Common mistakes and how to avoid them

  • Filing bankruptcy before you file late tax returns: Unfiled returns commonly block discharge of the underlying tax. Prepare and file missing returns before filing bankruptcy when possible.
  • Ignoring payroll/trust fund taxes: These are personal liabilities for responsible managers; bankruptcy won’t save you.
  • Assuming discharge removes tax liens: A lien stays attached unless you take affirmative steps (pay, subordination, or lien avoidance where legally available).
  • Not claiming exemptions for refunds: In many states you have exemptions that can protect a refund if properly claimed on your bankruptcy schedules.
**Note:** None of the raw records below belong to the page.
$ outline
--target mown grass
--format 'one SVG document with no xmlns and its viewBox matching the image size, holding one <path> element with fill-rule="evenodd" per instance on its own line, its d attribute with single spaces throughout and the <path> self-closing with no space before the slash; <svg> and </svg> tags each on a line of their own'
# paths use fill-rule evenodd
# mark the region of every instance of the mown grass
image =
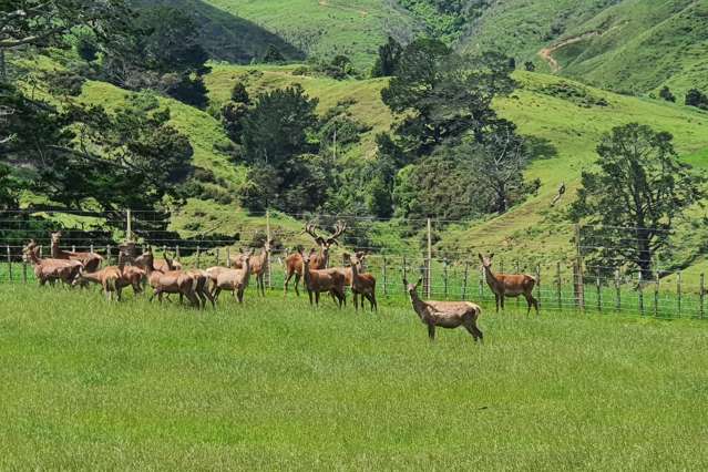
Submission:
<svg viewBox="0 0 708 472">
<path fill-rule="evenodd" d="M 127 297 L 130 298 L 130 297 Z M 2 469 L 701 470 L 705 325 L 0 287 Z"/>
</svg>

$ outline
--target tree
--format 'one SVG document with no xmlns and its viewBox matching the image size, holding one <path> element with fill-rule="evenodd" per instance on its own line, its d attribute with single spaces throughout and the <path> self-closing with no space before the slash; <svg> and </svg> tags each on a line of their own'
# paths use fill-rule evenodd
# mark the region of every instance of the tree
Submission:
<svg viewBox="0 0 708 472">
<path fill-rule="evenodd" d="M 676 96 L 674 96 L 671 90 L 666 85 L 659 91 L 659 96 L 667 102 L 676 102 Z"/>
<path fill-rule="evenodd" d="M 428 155 L 447 140 L 469 133 L 480 140 L 496 116 L 492 100 L 511 93 L 509 59 L 502 54 L 459 55 L 434 40 L 417 40 L 401 58 L 383 102 L 406 117 L 396 134 L 408 152 Z"/>
<path fill-rule="evenodd" d="M 671 141 L 637 123 L 603 136 L 597 170 L 583 173 L 570 214 L 584 224 L 581 244 L 598 266 L 630 265 L 651 279 L 674 219 L 705 197 L 705 177 L 678 160 Z"/>
<path fill-rule="evenodd" d="M 402 53 L 403 47 L 393 38 L 389 37 L 388 42 L 379 47 L 379 57 L 371 70 L 371 76 L 387 78 L 393 75 Z"/>
<path fill-rule="evenodd" d="M 280 168 L 291 156 L 308 152 L 307 136 L 317 123 L 317 103 L 299 84 L 258 95 L 243 120 L 246 158 Z"/>
<path fill-rule="evenodd" d="M 691 89 L 686 93 L 686 105 L 708 110 L 708 96 L 698 89 Z"/>
</svg>

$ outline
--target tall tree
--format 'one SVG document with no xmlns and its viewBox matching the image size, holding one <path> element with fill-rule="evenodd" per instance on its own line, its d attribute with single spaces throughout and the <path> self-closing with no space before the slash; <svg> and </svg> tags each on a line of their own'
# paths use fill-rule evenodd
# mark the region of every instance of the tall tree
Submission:
<svg viewBox="0 0 708 472">
<path fill-rule="evenodd" d="M 582 245 L 598 266 L 632 265 L 650 279 L 675 218 L 705 197 L 706 178 L 678 160 L 671 141 L 638 123 L 603 136 L 597 168 L 583 173 L 571 206 L 571 217 L 585 224 Z"/>
</svg>

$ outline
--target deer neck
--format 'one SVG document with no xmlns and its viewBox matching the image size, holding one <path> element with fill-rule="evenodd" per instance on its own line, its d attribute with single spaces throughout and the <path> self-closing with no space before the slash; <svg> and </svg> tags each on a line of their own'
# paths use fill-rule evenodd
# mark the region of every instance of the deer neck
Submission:
<svg viewBox="0 0 708 472">
<path fill-rule="evenodd" d="M 420 299 L 417 291 L 410 294 L 410 297 L 411 304 L 413 305 L 413 310 L 420 317 L 420 319 L 423 319 L 425 317 L 425 309 L 428 305 L 425 305 L 425 302 Z"/>
<path fill-rule="evenodd" d="M 492 271 L 491 267 L 484 266 L 484 278 L 486 279 L 486 283 L 490 285 L 499 284 L 499 279 L 496 278 L 496 275 L 494 275 L 494 273 Z"/>
</svg>

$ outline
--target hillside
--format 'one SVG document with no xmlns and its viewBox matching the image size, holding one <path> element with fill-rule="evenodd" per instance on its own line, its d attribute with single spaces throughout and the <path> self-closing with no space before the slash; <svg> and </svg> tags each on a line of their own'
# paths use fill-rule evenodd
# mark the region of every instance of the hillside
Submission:
<svg viewBox="0 0 708 472">
<path fill-rule="evenodd" d="M 495 2 L 461 48 L 500 49 L 602 89 L 683 94 L 708 89 L 708 1 Z"/>
</svg>

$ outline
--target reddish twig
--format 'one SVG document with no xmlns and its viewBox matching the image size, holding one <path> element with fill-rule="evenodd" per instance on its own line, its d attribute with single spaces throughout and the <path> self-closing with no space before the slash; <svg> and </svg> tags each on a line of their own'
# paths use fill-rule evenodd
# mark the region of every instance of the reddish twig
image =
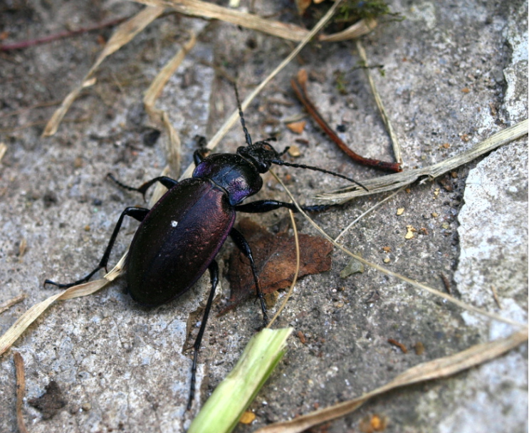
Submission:
<svg viewBox="0 0 529 433">
<path fill-rule="evenodd" d="M 21 42 L 15 42 L 14 43 L 7 45 L 0 45 L 0 51 L 11 51 L 11 50 L 20 50 L 22 48 L 26 48 L 29 46 L 34 45 L 40 45 L 41 43 L 48 43 L 57 39 L 63 39 L 64 38 L 71 38 L 83 33 L 89 31 L 93 31 L 95 30 L 100 30 L 105 27 L 112 27 L 112 26 L 117 26 L 117 24 L 123 22 L 129 17 L 117 18 L 115 19 L 107 21 L 106 23 L 101 23 L 100 24 L 95 24 L 89 27 L 81 27 L 76 30 L 69 30 L 68 31 L 62 31 L 61 33 L 56 33 L 54 35 L 50 35 L 48 36 L 43 36 L 42 38 L 37 38 L 36 39 L 28 39 L 26 41 L 21 41 Z"/>
<path fill-rule="evenodd" d="M 402 171 L 402 169 L 400 167 L 400 164 L 397 162 L 385 162 L 379 160 L 365 158 L 351 150 L 347 145 L 340 140 L 340 137 L 338 137 L 330 128 L 327 122 L 325 122 L 321 117 L 318 110 L 314 106 L 314 104 L 313 104 L 312 101 L 308 98 L 305 85 L 294 78 L 290 80 L 290 84 L 292 85 L 292 88 L 294 89 L 294 92 L 295 93 L 298 99 L 299 99 L 300 102 L 303 104 L 308 113 L 325 132 L 325 133 L 330 137 L 332 141 L 337 145 L 338 147 L 347 154 L 349 157 L 357 162 L 377 168 L 381 170 L 396 172 Z"/>
</svg>

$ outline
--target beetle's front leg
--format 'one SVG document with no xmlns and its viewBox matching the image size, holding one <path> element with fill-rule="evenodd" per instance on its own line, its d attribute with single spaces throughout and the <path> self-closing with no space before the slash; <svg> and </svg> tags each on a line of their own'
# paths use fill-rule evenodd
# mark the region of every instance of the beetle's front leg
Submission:
<svg viewBox="0 0 529 433">
<path fill-rule="evenodd" d="M 193 345 L 194 354 L 193 355 L 193 365 L 191 367 L 191 387 L 189 389 L 189 400 L 187 402 L 187 410 L 191 409 L 191 405 L 194 398 L 195 384 L 197 382 L 197 360 L 199 356 L 199 349 L 202 343 L 202 337 L 204 336 L 204 331 L 206 329 L 206 323 L 208 321 L 208 317 L 209 316 L 209 311 L 211 309 L 213 298 L 215 297 L 215 289 L 219 283 L 219 265 L 216 261 L 214 260 L 209 264 L 208 269 L 209 271 L 209 281 L 211 283 L 211 289 L 209 291 L 209 296 L 208 296 L 208 301 L 206 303 L 206 309 L 204 311 L 202 322 L 200 323 L 200 329 Z"/>
<path fill-rule="evenodd" d="M 106 270 L 107 265 L 108 264 L 108 259 L 110 256 L 110 251 L 112 251 L 112 249 L 114 246 L 114 242 L 115 242 L 116 237 L 117 236 L 117 233 L 120 231 L 120 229 L 121 228 L 121 224 L 123 223 L 123 219 L 125 216 L 132 216 L 135 219 L 141 222 L 142 221 L 143 221 L 144 218 L 145 218 L 148 213 L 149 209 L 143 207 L 127 207 L 127 209 L 125 209 L 121 213 L 121 216 L 117 220 L 116 226 L 114 227 L 114 231 L 110 236 L 110 240 L 108 242 L 108 245 L 107 246 L 107 249 L 105 250 L 105 254 L 103 255 L 101 261 L 99 262 L 99 264 L 98 265 L 98 267 L 95 268 L 95 269 L 92 271 L 92 272 L 90 272 L 81 279 L 78 280 L 77 281 L 75 281 L 73 283 L 70 283 L 68 284 L 59 284 L 58 283 L 56 283 L 54 281 L 52 281 L 51 280 L 46 280 L 46 281 L 44 281 L 44 286 L 46 286 L 46 284 L 53 284 L 53 286 L 56 286 L 59 288 L 68 288 L 69 287 L 77 286 L 78 284 L 86 283 L 88 280 L 90 280 L 90 278 L 92 278 L 94 273 L 95 273 L 98 271 L 102 269 L 103 268 L 105 268 L 105 269 Z"/>
<path fill-rule="evenodd" d="M 268 324 L 268 315 L 266 313 L 266 304 L 264 301 L 264 296 L 263 295 L 263 291 L 261 290 L 261 285 L 259 284 L 259 280 L 257 278 L 257 271 L 256 270 L 256 265 L 253 261 L 253 256 L 251 254 L 251 249 L 248 244 L 248 241 L 244 239 L 242 233 L 241 233 L 236 229 L 231 229 L 231 231 L 229 232 L 230 236 L 234 241 L 234 243 L 237 246 L 243 254 L 250 261 L 250 267 L 251 268 L 251 273 L 253 275 L 253 282 L 256 284 L 256 291 L 257 292 L 257 297 L 259 298 L 261 302 L 261 309 L 263 311 L 263 327 L 266 328 Z"/>
</svg>

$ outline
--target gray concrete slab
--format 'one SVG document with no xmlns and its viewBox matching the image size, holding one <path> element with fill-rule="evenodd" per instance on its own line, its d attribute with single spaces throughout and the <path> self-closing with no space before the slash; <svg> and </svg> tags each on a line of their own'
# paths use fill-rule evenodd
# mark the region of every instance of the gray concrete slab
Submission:
<svg viewBox="0 0 529 433">
<path fill-rule="evenodd" d="M 256 5 L 261 14 L 281 9 Z M 375 78 L 402 145 L 404 169 L 441 161 L 527 118 L 526 1 L 400 1 L 392 7 L 406 19 L 381 24 L 363 43 L 370 62 L 384 65 L 384 76 Z M 96 9 L 77 1 L 17 8 L 2 20 L 14 40 L 138 10 L 128 3 L 105 3 Z M 100 49 L 96 35 L 0 57 L 0 141 L 8 145 L 0 165 L 0 301 L 28 295 L 0 315 L 0 332 L 55 293 L 41 288 L 45 278 L 70 281 L 91 269 L 122 209 L 142 204 L 140 197 L 115 188 L 105 176 L 112 172 L 127 183 L 140 184 L 164 167 L 163 137 L 154 147 L 142 142 L 147 125 L 142 92 L 185 41 L 186 28 L 200 26 L 202 21 L 174 16 L 153 24 L 105 61 L 98 83 L 74 103 L 58 134 L 46 139 L 40 133 L 53 108 L 26 108 L 66 95 Z M 206 65 L 214 63 L 238 73 L 240 91 L 246 95 L 292 46 L 220 23 L 201 34 L 159 103 L 181 135 L 184 167 L 192 162 L 194 135 L 211 137 L 235 106 L 231 86 Z M 289 80 L 303 65 L 312 72 L 311 97 L 330 125 L 344 125 L 340 134 L 351 147 L 368 157 L 391 159 L 364 73 L 355 69 L 354 46 L 347 42 L 306 48 L 299 61 L 246 110 L 254 139 L 278 131 L 280 146 L 297 138 L 308 141 L 300 145 L 302 155 L 296 162 L 359 179 L 379 175 L 347 160 L 310 122 L 300 136 L 281 123 L 301 112 Z M 241 132 L 234 128 L 218 150 L 233 152 L 241 143 Z M 525 137 L 455 170 L 454 177 L 413 185 L 362 219 L 345 244 L 376 263 L 389 259 L 385 264 L 391 270 L 440 290 L 442 274 L 456 297 L 525 322 L 527 171 Z M 277 172 L 291 174 L 288 186 L 304 202 L 343 184 L 310 172 Z M 281 189 L 267 175 L 260 197 L 286 199 Z M 381 198 L 358 199 L 315 219 L 336 236 Z M 401 207 L 404 212 L 397 216 Z M 273 231 L 288 226 L 282 212 L 252 218 Z M 305 221 L 297 219 L 301 231 L 312 233 Z M 404 239 L 407 225 L 418 229 L 412 239 Z M 126 223 L 114 260 L 136 226 Z M 22 239 L 27 249 L 19 256 Z M 232 248 L 227 244 L 220 254 L 222 268 Z M 302 332 L 305 342 L 291 338 L 283 361 L 251 406 L 256 420 L 236 431 L 253 431 L 352 398 L 419 362 L 512 330 L 372 269 L 342 280 L 339 273 L 347 262 L 335 252 L 331 271 L 299 282 L 279 325 L 293 326 L 294 335 Z M 224 277 L 221 286 L 215 312 L 229 294 Z M 501 309 L 493 300 L 493 286 Z M 26 401 L 23 413 L 29 431 L 184 429 L 191 360 L 182 352 L 189 314 L 204 303 L 204 289 L 199 284 L 184 298 L 147 310 L 135 305 L 117 281 L 95 296 L 51 308 L 14 350 L 26 363 L 27 400 L 42 395 L 54 380 L 66 405 L 43 419 L 41 412 Z M 370 302 L 373 294 L 376 301 Z M 253 302 L 211 318 L 200 356 L 202 401 L 236 362 L 260 321 Z M 388 338 L 409 348 L 421 342 L 424 353 L 403 354 L 388 344 Z M 326 431 L 358 431 L 362 417 L 377 413 L 387 418 L 387 432 L 526 432 L 527 371 L 525 345 L 451 379 L 379 397 L 331 423 Z M 17 431 L 11 352 L 0 359 L 0 430 Z"/>
</svg>

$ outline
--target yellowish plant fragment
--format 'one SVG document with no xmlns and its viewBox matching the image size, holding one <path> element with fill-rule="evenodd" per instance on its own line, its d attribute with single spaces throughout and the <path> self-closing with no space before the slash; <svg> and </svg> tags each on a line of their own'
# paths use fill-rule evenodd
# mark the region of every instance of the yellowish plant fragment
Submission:
<svg viewBox="0 0 529 433">
<path fill-rule="evenodd" d="M 291 421 L 273 424 L 259 429 L 256 433 L 300 433 L 322 422 L 350 414 L 375 396 L 414 383 L 455 375 L 498 358 L 527 340 L 528 330 L 525 328 L 514 333 L 507 338 L 478 344 L 455 355 L 419 364 L 399 375 L 385 385 L 364 394 L 360 397 L 316 410 Z"/>
</svg>

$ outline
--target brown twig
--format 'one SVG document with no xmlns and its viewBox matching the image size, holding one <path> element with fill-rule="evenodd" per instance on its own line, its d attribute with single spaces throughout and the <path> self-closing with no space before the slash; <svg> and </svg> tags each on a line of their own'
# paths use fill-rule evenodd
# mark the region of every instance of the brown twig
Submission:
<svg viewBox="0 0 529 433">
<path fill-rule="evenodd" d="M 16 422 L 19 424 L 20 433 L 28 433 L 26 429 L 24 417 L 22 414 L 22 403 L 26 393 L 26 377 L 24 377 L 24 360 L 22 355 L 18 352 L 13 353 L 15 361 L 15 371 L 16 372 Z"/>
<path fill-rule="evenodd" d="M 362 157 L 357 153 L 355 153 L 355 152 L 351 150 L 347 147 L 347 145 L 340 140 L 340 138 L 336 135 L 336 133 L 330 128 L 328 123 L 321 117 L 318 110 L 314 106 L 314 104 L 313 104 L 312 101 L 307 95 L 307 91 L 305 88 L 304 84 L 300 83 L 295 78 L 293 78 L 292 80 L 290 80 L 290 84 L 292 85 L 292 88 L 294 89 L 294 92 L 295 93 L 295 95 L 298 97 L 298 99 L 299 99 L 300 102 L 303 104 L 308 113 L 316 121 L 320 127 L 325 132 L 325 133 L 331 138 L 331 140 L 332 140 L 332 141 L 337 145 L 338 147 L 340 147 L 346 155 L 347 155 L 349 157 L 350 157 L 354 161 L 359 162 L 360 164 L 372 167 L 374 168 L 377 168 L 381 170 L 396 172 L 402 171 L 402 169 L 400 167 L 400 164 L 398 164 L 397 162 L 385 162 L 379 160 L 365 158 L 364 157 Z"/>
<path fill-rule="evenodd" d="M 53 41 L 57 41 L 58 39 L 63 39 L 64 38 L 71 38 L 83 33 L 88 33 L 89 31 L 94 31 L 95 30 L 100 30 L 105 27 L 112 27 L 112 26 L 117 26 L 120 23 L 123 22 L 129 17 L 117 18 L 105 23 L 101 23 L 100 24 L 95 24 L 93 26 L 89 26 L 88 27 L 81 27 L 75 30 L 69 30 L 67 31 L 61 31 L 53 35 L 49 35 L 48 36 L 43 36 L 42 38 L 36 38 L 35 39 L 27 39 L 26 41 L 21 41 L 20 42 L 15 42 L 14 43 L 7 45 L 0 45 L 0 51 L 11 51 L 12 50 L 21 50 L 22 48 L 26 48 L 30 46 L 35 45 L 40 45 L 41 43 L 48 43 Z"/>
</svg>

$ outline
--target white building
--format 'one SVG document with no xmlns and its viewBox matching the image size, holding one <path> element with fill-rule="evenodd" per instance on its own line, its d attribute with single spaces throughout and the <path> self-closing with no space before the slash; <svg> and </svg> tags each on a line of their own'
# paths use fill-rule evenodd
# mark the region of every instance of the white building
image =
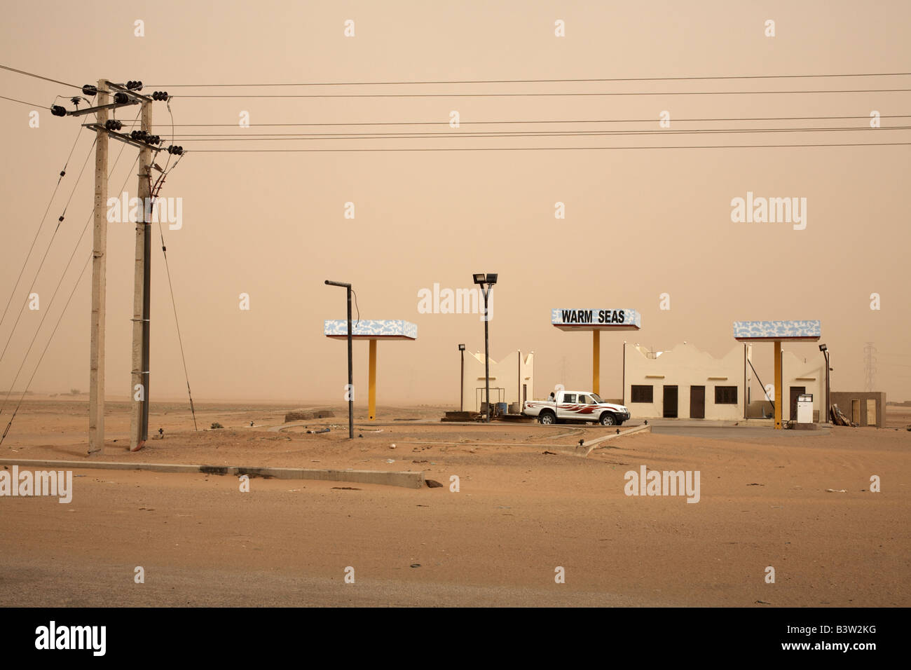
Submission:
<svg viewBox="0 0 911 670">
<path fill-rule="evenodd" d="M 763 379 L 769 397 L 753 382 L 756 376 L 749 365 L 752 346 L 735 345 L 724 357 L 716 358 L 686 343 L 657 352 L 627 345 L 623 403 L 634 418 L 769 417 L 770 400 L 782 394 L 771 387 L 771 375 Z M 783 352 L 783 420 L 796 419 L 797 396 L 804 393 L 813 394 L 814 420 L 825 420 L 825 363 L 819 358 L 804 362 L 791 352 Z"/>
</svg>

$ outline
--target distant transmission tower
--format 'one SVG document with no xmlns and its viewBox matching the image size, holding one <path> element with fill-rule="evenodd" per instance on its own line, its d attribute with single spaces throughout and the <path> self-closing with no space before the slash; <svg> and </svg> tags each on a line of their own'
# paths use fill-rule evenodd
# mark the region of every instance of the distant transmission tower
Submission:
<svg viewBox="0 0 911 670">
<path fill-rule="evenodd" d="M 876 347 L 872 342 L 864 345 L 864 390 L 875 390 L 876 386 Z"/>
</svg>

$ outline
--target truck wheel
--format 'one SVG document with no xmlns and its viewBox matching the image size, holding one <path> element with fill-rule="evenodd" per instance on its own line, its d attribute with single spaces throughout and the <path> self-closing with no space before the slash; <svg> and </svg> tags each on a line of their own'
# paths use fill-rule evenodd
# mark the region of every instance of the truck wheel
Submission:
<svg viewBox="0 0 911 670">
<path fill-rule="evenodd" d="M 601 426 L 615 426 L 616 424 L 617 419 L 610 412 L 605 412 L 601 415 Z"/>
</svg>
Strategies I use with clients

  1. Build a year‑by‑year tax timeline (due date, filing date, assessment date, payments): this determines which tax years are dischargeable.
  2. File missing returns promptly before bankruptcy if dischargeability is a goal.
  3. If payroll/trust fund taxes are involved, identify the responsible parties and evaluate payment plans or offers in compromise with the IRS.
  4. If you are expecting a refund, explore applicable exemptions and the timing of filing; sometimes delaying bankruptcy until after you receive a refund (if safe) preserves that money.
  5. Coordinate bankruptcy counsel with a tax practitioner — the overlap of tax procedure and bankruptcy law is technical and fact specific.

Additional resources and interlinks

When to seek professional help

If you have more than a simple tax return history, seek both a bankruptcy attorney and a tax professional. In my 15+ years advising clients I’ve seen small omissions create big consequences — a fired‑off return or a missed assessment date can change whether a tax is dischargeable. Use the IRS and U.S. Courts pages above for background, but get case‑specific advice.

Professional disclaimer

This article is educational and does not constitute legal or tax advice. Bankruptcy and tax outcomes depend on the precise facts and applicable law; consult a qualified bankruptcy attorney and a tax professional before making filing decisions.